Monday, September 7, 2009

Catch Me

Sent in by an anonymous reader. Keep sending in your reflections! This blog is for you <3

Being a teenager is hard, especially when you don’t feel secure in your own skin. Ever since I can remember I’ve been insecure about myself, I always felt like I wasn’t good enough or even pretty enough, but I was still true to myself and I had hope. I have braces since i was 8 that wasn’t a problem, actually I liked ‘em until I turned sixteen then everything went down, one of my closest friends passed away, acne appeared in my life, I had to use glasses and I also started to feel fat and like I didn’t belong anywhere, I remember crying every single night, I couldn’t see myself in a mirror or even hang out with my friends without feeling ugly. So yeah turning sixteen was everything but sweet.

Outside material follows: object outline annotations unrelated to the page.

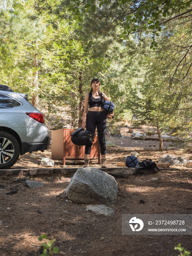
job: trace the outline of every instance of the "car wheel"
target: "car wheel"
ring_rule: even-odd
[[[14,136],[0,132],[0,169],[7,169],[15,164],[20,153],[19,144]]]

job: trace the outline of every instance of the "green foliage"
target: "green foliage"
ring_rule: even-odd
[[[87,14],[93,17],[99,17],[98,28],[100,31],[102,20],[106,24],[105,30],[108,31],[109,29],[113,30],[114,25],[120,24],[122,30],[118,34],[118,38],[124,40],[133,33],[144,33],[147,30],[152,33],[151,49],[154,50],[157,46],[156,38],[159,36],[159,32],[165,23],[170,18],[177,18],[178,16],[191,12],[192,0],[118,0],[115,1],[100,0],[99,2],[95,2],[95,0],[71,0],[69,4],[68,1],[58,1],[58,2],[60,6],[59,12],[57,8],[54,7],[56,5],[52,4],[50,0],[49,2],[47,0],[39,0],[36,8],[41,12],[42,6],[44,8],[46,7],[49,11],[51,10],[52,12],[57,13],[60,17],[63,16],[64,12],[67,12],[73,15],[74,19],[79,21],[86,19]],[[104,32],[102,29],[101,31]]]
[[[52,247],[53,244],[56,241],[55,239],[50,240],[47,235],[45,234],[40,236],[38,239],[39,241],[42,241],[43,239],[47,239],[49,240],[48,242],[43,243],[42,244],[43,253],[41,254],[41,256],[53,255],[53,254],[57,253],[58,252],[59,248]]]
[[[181,244],[179,244],[177,246],[175,246],[174,247],[174,250],[178,250],[180,253],[178,256],[190,256],[191,252],[186,251],[186,249],[183,247],[181,247]]]

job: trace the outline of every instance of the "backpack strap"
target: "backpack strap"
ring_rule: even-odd
[[[130,159],[131,160],[131,161],[129,163],[133,163],[133,165],[134,165],[135,166],[136,165],[137,165],[137,164],[135,164],[135,160],[136,159],[134,159],[134,160],[133,160],[132,159],[132,158],[131,158],[131,157],[128,157],[127,159],[128,159],[128,158],[129,158],[129,159]],[[127,159],[126,160],[126,163],[127,163]]]
[[[101,98],[102,99],[102,101],[104,101],[104,97],[103,94],[102,93],[101,93]]]
[[[91,101],[91,94],[90,93],[89,93],[89,103]]]

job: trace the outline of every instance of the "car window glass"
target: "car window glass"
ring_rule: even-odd
[[[0,94],[0,109],[7,109],[15,108],[21,104],[6,95]]]

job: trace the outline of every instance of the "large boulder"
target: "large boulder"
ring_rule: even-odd
[[[158,163],[169,163],[170,165],[180,165],[181,162],[177,159],[177,157],[171,155],[164,155],[158,161]]]
[[[79,204],[104,204],[117,202],[118,188],[114,178],[93,167],[79,168],[71,178],[64,195]]]

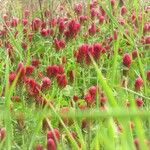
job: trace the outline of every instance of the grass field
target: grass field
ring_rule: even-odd
[[[0,149],[150,149],[148,2],[1,8]]]

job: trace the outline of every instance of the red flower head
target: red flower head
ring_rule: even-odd
[[[91,55],[91,56],[94,56],[94,49],[93,49],[93,46],[92,46],[92,45],[88,46],[88,50],[87,50],[87,52],[86,52],[85,63],[86,63],[87,65],[89,65],[89,64],[91,63],[90,55]]]
[[[24,49],[24,50],[27,50],[27,48],[28,48],[28,45],[25,42],[22,42],[21,46],[22,46],[22,49]]]
[[[43,37],[47,37],[48,36],[47,29],[42,29],[41,30],[41,36],[43,36]]]
[[[110,0],[111,6],[114,7],[115,6],[115,0]]]
[[[30,15],[30,11],[29,10],[25,10],[24,11],[24,17],[27,18]]]
[[[32,65],[26,66],[26,75],[31,75],[34,71],[34,67]]]
[[[74,101],[74,102],[77,102],[78,100],[79,100],[79,97],[78,97],[77,95],[74,95],[74,96],[73,96],[73,101]]]
[[[41,86],[32,78],[25,79],[28,93],[31,96],[37,96],[41,90]]]
[[[122,7],[121,7],[121,15],[123,16],[123,15],[126,14],[126,13],[127,13],[126,7],[125,7],[125,6],[122,6]]]
[[[57,65],[48,66],[46,70],[47,70],[47,76],[55,77],[59,73],[59,66]]]
[[[57,84],[59,87],[64,88],[67,85],[66,75],[58,74],[57,75]]]
[[[144,33],[148,32],[150,30],[150,23],[145,23],[143,27]]]
[[[98,60],[100,58],[101,52],[102,52],[102,44],[95,43],[93,45],[93,57],[95,60]]]
[[[74,6],[74,11],[79,15],[82,13],[82,4],[79,3],[79,4],[75,4]]]
[[[65,28],[66,28],[66,25],[64,23],[64,20],[60,21],[60,23],[59,23],[59,32],[63,33]]]
[[[145,37],[145,44],[150,44],[150,36]]]
[[[43,146],[40,144],[37,144],[35,147],[35,150],[43,150]]]
[[[95,8],[92,8],[90,10],[90,13],[91,13],[91,18],[95,18],[98,16],[98,12],[95,10]]]
[[[147,71],[147,80],[150,81],[150,70]]]
[[[132,51],[132,58],[135,59],[138,56],[138,51],[137,50],[133,50]]]
[[[84,100],[86,101],[86,103],[88,105],[91,105],[93,102],[94,102],[94,99],[92,98],[91,94],[90,93],[87,93],[85,96],[84,96]]]
[[[38,59],[32,59],[32,62],[31,62],[32,66],[34,67],[38,67],[39,64],[40,64],[40,61]]]
[[[16,78],[16,73],[15,72],[11,72],[10,74],[9,74],[9,83],[10,84],[12,84],[12,82],[15,80],[15,78]]]
[[[55,46],[56,51],[59,51],[60,49],[65,48],[66,43],[64,40],[58,40],[55,38],[54,39],[54,46]]]
[[[91,95],[92,99],[96,98],[96,94],[97,94],[97,87],[96,86],[92,86],[89,88],[89,94]]]
[[[45,10],[44,16],[48,18],[50,17],[50,15],[51,15],[51,12],[49,10]]]
[[[136,98],[135,101],[136,101],[136,105],[137,105],[138,107],[142,107],[142,106],[143,106],[143,100],[142,100],[142,99]]]
[[[23,26],[26,26],[28,24],[28,19],[24,18],[22,19]]]
[[[69,71],[70,82],[73,83],[75,78],[75,72],[73,70]]]
[[[41,25],[42,25],[41,19],[35,18],[35,19],[32,21],[32,30],[33,30],[33,31],[38,31],[39,28],[41,27]]]
[[[87,19],[88,19],[87,16],[80,16],[80,17],[79,17],[80,23],[85,22]]]
[[[80,30],[80,23],[76,20],[71,20],[68,23],[68,30],[65,32],[67,38],[74,38],[76,37],[77,33]]]
[[[58,129],[53,129],[51,131],[48,131],[47,133],[47,140],[53,139],[53,140],[60,140],[60,132]]]
[[[99,17],[99,23],[100,23],[100,24],[103,24],[104,21],[105,21],[105,17],[101,15],[101,16]]]
[[[97,32],[96,24],[92,23],[88,29],[90,35],[94,35]]]
[[[24,64],[22,62],[20,62],[18,64],[17,73],[19,73],[20,78],[25,76],[26,69],[25,69]]]
[[[12,21],[11,21],[11,26],[12,27],[17,27],[18,25],[18,19],[17,18],[13,18]]]
[[[139,91],[141,89],[142,85],[143,85],[143,79],[141,77],[138,77],[135,80],[135,84],[134,84],[135,90]]]
[[[131,62],[132,62],[132,58],[131,58],[130,54],[128,54],[128,53],[124,54],[123,64],[129,68],[131,65]]]
[[[47,141],[47,150],[56,150],[56,144],[53,139],[48,139]]]
[[[0,128],[0,139],[3,140],[6,136],[6,129]]]
[[[41,89],[48,89],[51,86],[51,80],[48,77],[42,79]]]

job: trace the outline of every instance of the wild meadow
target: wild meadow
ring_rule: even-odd
[[[0,149],[150,150],[148,2],[35,4],[0,10]]]

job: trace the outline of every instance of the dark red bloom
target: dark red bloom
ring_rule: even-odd
[[[26,26],[28,24],[28,19],[24,18],[22,19],[23,26]]]
[[[59,66],[53,65],[46,68],[47,76],[55,77],[59,73]]]
[[[42,29],[42,30],[41,30],[41,35],[42,35],[43,37],[47,37],[47,36],[48,36],[47,29]]]
[[[57,84],[59,87],[64,88],[67,85],[66,75],[58,74],[57,75]]]
[[[56,150],[56,144],[53,139],[48,139],[47,141],[47,150]]]
[[[115,0],[110,0],[111,6],[114,7],[115,6]]]
[[[84,100],[86,101],[86,103],[88,105],[91,105],[95,100],[92,98],[91,94],[90,93],[87,93],[85,96],[84,96]]]
[[[97,32],[96,24],[92,23],[88,29],[90,35],[94,35]]]
[[[91,86],[89,88],[89,93],[92,96],[92,99],[96,98],[96,94],[97,94],[97,87],[96,86]]]
[[[55,38],[54,39],[54,46],[55,46],[56,51],[59,51],[60,49],[65,48],[66,43],[64,40],[58,40]]]
[[[60,132],[58,129],[53,129],[51,131],[48,131],[47,133],[47,140],[53,139],[53,140],[60,140]]]
[[[17,75],[15,72],[11,72],[9,74],[9,83],[12,84],[12,82],[16,79]]]
[[[128,53],[124,54],[123,64],[129,68],[131,65],[131,62],[132,62],[132,58],[131,58],[130,54],[128,54]]]
[[[79,17],[80,23],[85,22],[87,19],[88,19],[87,16],[80,16],[80,17]]]
[[[59,23],[59,32],[60,32],[60,33],[63,33],[64,30],[65,30],[65,28],[66,28],[66,25],[65,25],[64,21],[61,21],[61,22]]]
[[[17,27],[18,25],[18,19],[17,18],[13,18],[12,21],[11,21],[11,26],[12,27]]]
[[[45,10],[44,16],[48,18],[50,17],[50,15],[51,15],[51,12],[49,10]]]
[[[93,57],[95,60],[98,60],[100,58],[101,52],[102,52],[102,44],[95,43],[93,45]]]
[[[91,18],[95,18],[98,15],[98,12],[96,11],[95,8],[91,8],[90,13],[91,13]]]
[[[141,89],[142,85],[143,85],[143,79],[141,77],[138,77],[135,80],[135,84],[134,84],[135,90],[139,91]]]
[[[48,77],[42,79],[41,89],[48,89],[51,86],[51,80]]]
[[[40,61],[38,59],[32,59],[32,62],[31,62],[32,66],[34,67],[38,67],[39,64],[40,64]]]
[[[122,6],[121,7],[121,15],[123,16],[126,13],[127,13],[127,8],[125,6]]]
[[[35,150],[43,150],[43,146],[40,144],[37,144],[35,147]]]
[[[19,96],[12,96],[12,97],[11,97],[11,100],[12,100],[13,102],[20,102],[20,97],[19,97]]]
[[[27,48],[28,48],[28,45],[25,42],[22,42],[21,46],[24,50],[27,50]]]
[[[35,19],[32,21],[32,30],[33,30],[33,31],[38,31],[38,30],[40,29],[41,25],[42,25],[41,19],[35,18]]]
[[[80,23],[76,20],[71,20],[68,23],[68,30],[65,31],[65,35],[67,38],[74,38],[76,37],[79,30],[80,30]]]
[[[101,16],[99,17],[99,23],[100,23],[100,24],[103,24],[104,21],[105,21],[105,17],[101,15]]]
[[[3,140],[6,136],[6,129],[0,128],[0,139]]]
[[[132,58],[135,59],[138,56],[138,51],[137,50],[133,50],[132,51]]]
[[[30,15],[30,11],[26,9],[24,11],[24,17],[27,18],[27,17],[29,17],[29,15]]]
[[[74,102],[77,102],[78,99],[79,99],[79,97],[78,97],[77,95],[74,95],[74,96],[73,96],[73,101],[74,101]]]
[[[73,70],[69,71],[70,82],[73,83],[75,78],[75,72]]]
[[[34,71],[34,67],[32,65],[26,66],[26,75],[31,75]]]
[[[147,71],[147,80],[150,81],[150,70]]]
[[[25,69],[24,64],[22,62],[20,62],[18,64],[17,73],[19,73],[19,78],[22,78],[25,76],[26,69]]]
[[[143,106],[143,103],[144,103],[141,98],[136,98],[136,99],[135,99],[135,102],[136,102],[136,105],[137,105],[138,107],[142,107],[142,106]]]
[[[150,36],[145,37],[145,44],[150,44]]]
[[[79,3],[79,4],[75,4],[74,6],[74,11],[79,15],[82,13],[82,4]]]
[[[32,78],[26,78],[25,83],[27,85],[28,93],[31,96],[38,96],[41,86]]]

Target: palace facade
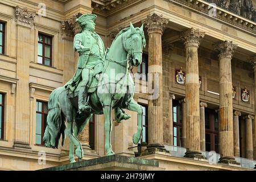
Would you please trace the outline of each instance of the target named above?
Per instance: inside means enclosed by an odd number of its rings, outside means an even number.
[[[113,121],[116,154],[166,170],[254,170],[255,9],[255,0],[1,0],[0,169],[69,163],[68,140],[57,149],[43,143],[47,102],[76,69],[76,19],[93,13],[106,47],[130,22],[144,24],[147,45],[133,72],[147,148],[133,143],[137,114],[126,111],[131,118]],[[84,159],[105,155],[104,118],[94,115],[79,137]]]

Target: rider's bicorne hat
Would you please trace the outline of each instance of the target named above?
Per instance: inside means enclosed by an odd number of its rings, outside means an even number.
[[[93,22],[95,21],[96,19],[97,15],[92,14],[84,14],[79,18],[77,18],[76,19],[76,22],[80,26],[80,27],[82,27],[82,26],[85,25],[86,24],[86,22],[88,20],[92,20]]]

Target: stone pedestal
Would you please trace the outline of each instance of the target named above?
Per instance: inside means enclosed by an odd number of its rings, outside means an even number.
[[[148,34],[148,85],[154,93],[148,94],[148,151],[163,151],[163,82],[162,35],[168,20],[156,14],[142,20]],[[150,88],[149,88],[150,89]]]
[[[156,160],[138,159],[113,155],[97,159],[84,160],[39,171],[164,171]],[[125,179],[125,176],[122,179]]]
[[[205,151],[205,107],[207,107],[207,104],[200,102],[200,146],[201,150]]]
[[[198,47],[204,32],[192,28],[181,35],[186,49],[186,129],[187,148],[185,157],[203,156],[200,152],[200,122],[199,109],[199,75]]]
[[[237,47],[232,42],[224,41],[214,45],[219,52],[220,61],[220,163],[236,163],[234,156],[232,76],[231,59]]]
[[[241,112],[234,112],[234,156],[240,157],[240,144],[239,139],[239,117]]]

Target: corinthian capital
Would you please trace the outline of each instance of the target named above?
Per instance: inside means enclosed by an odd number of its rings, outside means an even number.
[[[147,18],[141,20],[146,28],[148,34],[154,32],[163,34],[163,32],[168,24],[169,20],[163,18],[163,15],[158,15],[156,14],[147,15]]]
[[[238,110],[235,110],[234,112],[234,116],[241,116],[241,112]]]
[[[237,47],[237,45],[234,44],[232,41],[225,40],[220,43],[213,44],[214,49],[218,52],[218,56],[226,55],[228,56],[232,56],[234,50]]]
[[[201,32],[199,29],[191,28],[180,34],[180,38],[184,42],[185,45],[192,44],[191,46],[199,46],[201,39],[204,36],[205,32]]]
[[[35,20],[35,13],[29,12],[27,10],[27,7],[25,7],[23,9],[19,7],[18,6],[15,6],[15,22],[23,25],[27,25],[30,27],[34,26]]]

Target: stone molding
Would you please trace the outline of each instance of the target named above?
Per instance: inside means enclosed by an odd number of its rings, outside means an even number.
[[[196,29],[192,27],[182,32],[180,36],[185,46],[198,47],[200,40],[204,37],[205,34],[200,31],[199,28]]]
[[[224,56],[226,57],[232,57],[234,49],[237,47],[237,45],[233,44],[232,41],[227,40],[214,44],[213,46],[214,50],[218,52],[219,56]]]
[[[148,15],[147,18],[141,20],[145,27],[147,28],[148,34],[159,33],[161,35],[169,22],[167,18],[163,18],[163,15],[159,15],[155,13]]]
[[[169,55],[174,49],[174,45],[168,42],[164,41],[162,44],[163,45],[163,52],[165,55]]]
[[[22,9],[16,6],[15,14],[15,22],[22,24],[28,25],[30,27],[34,26],[36,14],[34,13],[28,11],[27,7]]]
[[[74,36],[81,32],[82,29],[76,23],[76,20],[82,15],[82,14],[79,13],[61,22],[61,34],[64,39],[72,40]]]
[[[254,115],[253,115],[253,114],[249,114],[245,115],[243,117],[243,119],[254,119]]]
[[[207,103],[204,102],[200,102],[200,107],[207,107]]]
[[[241,116],[241,111],[238,111],[238,110],[235,110],[234,111],[234,116]]]

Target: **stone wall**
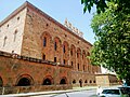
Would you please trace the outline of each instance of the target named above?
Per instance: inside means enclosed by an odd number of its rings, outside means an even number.
[[[0,52],[0,78],[2,87],[5,87],[6,91],[10,88],[17,91],[18,88],[24,92],[28,87],[30,92],[72,88],[72,69],[69,66],[61,66],[26,56],[14,56],[3,52]],[[23,78],[28,79],[30,85],[27,87],[18,86]],[[46,79],[50,79],[50,85],[43,84]],[[63,84],[61,83],[62,79],[65,79]]]

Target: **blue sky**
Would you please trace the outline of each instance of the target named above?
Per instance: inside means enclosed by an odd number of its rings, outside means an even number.
[[[21,6],[26,0],[0,0],[0,22]],[[83,14],[81,0],[27,0],[35,6],[64,24],[65,18],[83,32],[83,38],[93,44],[94,34],[90,27],[92,13]]]

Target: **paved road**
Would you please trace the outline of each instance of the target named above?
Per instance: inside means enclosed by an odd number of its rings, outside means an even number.
[[[91,91],[80,91],[66,94],[53,94],[53,95],[39,95],[31,97],[96,97],[95,89]]]

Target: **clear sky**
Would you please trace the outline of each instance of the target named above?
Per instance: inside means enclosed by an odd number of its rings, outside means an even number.
[[[0,22],[25,1],[29,1],[61,24],[67,18],[74,27],[83,32],[83,38],[93,44],[94,34],[90,24],[94,9],[91,13],[83,14],[81,0],[0,0]]]

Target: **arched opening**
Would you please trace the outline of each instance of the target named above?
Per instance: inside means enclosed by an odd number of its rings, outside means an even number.
[[[51,84],[52,84],[51,80],[48,78],[43,81],[43,85],[51,85]]]
[[[65,80],[65,79],[62,79],[62,80],[60,81],[60,84],[66,84],[66,80]]]
[[[2,81],[2,79],[0,77],[0,87],[2,87],[2,86],[3,86],[3,81]]]
[[[79,84],[80,84],[80,87],[82,87],[82,80],[81,79],[79,80]]]
[[[73,81],[73,84],[76,84],[76,80]]]
[[[29,86],[30,85],[30,80],[27,78],[22,78],[20,79],[17,86]]]

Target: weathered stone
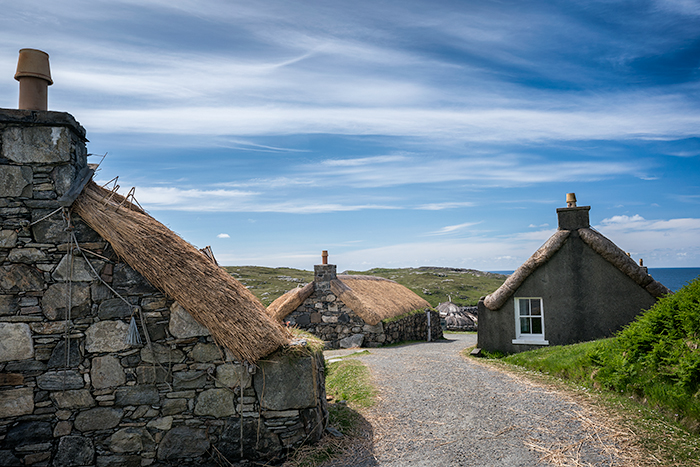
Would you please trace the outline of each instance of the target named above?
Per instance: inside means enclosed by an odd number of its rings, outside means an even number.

“Everything happens for a reason” that’s what I stared to believe, ‘cause at that point I really needed something to believe in. One day I woke up, and I looked myself on the mirror, suddenly I was feeling beautiful for the first time in almost a year, I was so happy and everyone could see it. That’s when I realized that the best cure for anything is just accept yourself the way you’re, smile and believe. Believe ‘cause nothing last forever. Since that day I’ve been getting better and better, my acne is under control, I’m having my braces off in a couple of months and I’ve finally found the best “eating style” that works for me, but must important I feel so happy, strong, and beautiful.

“What doesn’t kill you, only makes you stronger”

P.S: I’m a true believer that beauty magazines only promote low self esteem, I remember feeling down ‘cause I didn’t look like those models at all, new flash: It’s call Photoshop. So please, do not think you don’t worth it, or that you’re ugly, ‘cause that’s a lie and totally breaks my heart, we are ALL beautiful and special in our own way, smile and keep getting better.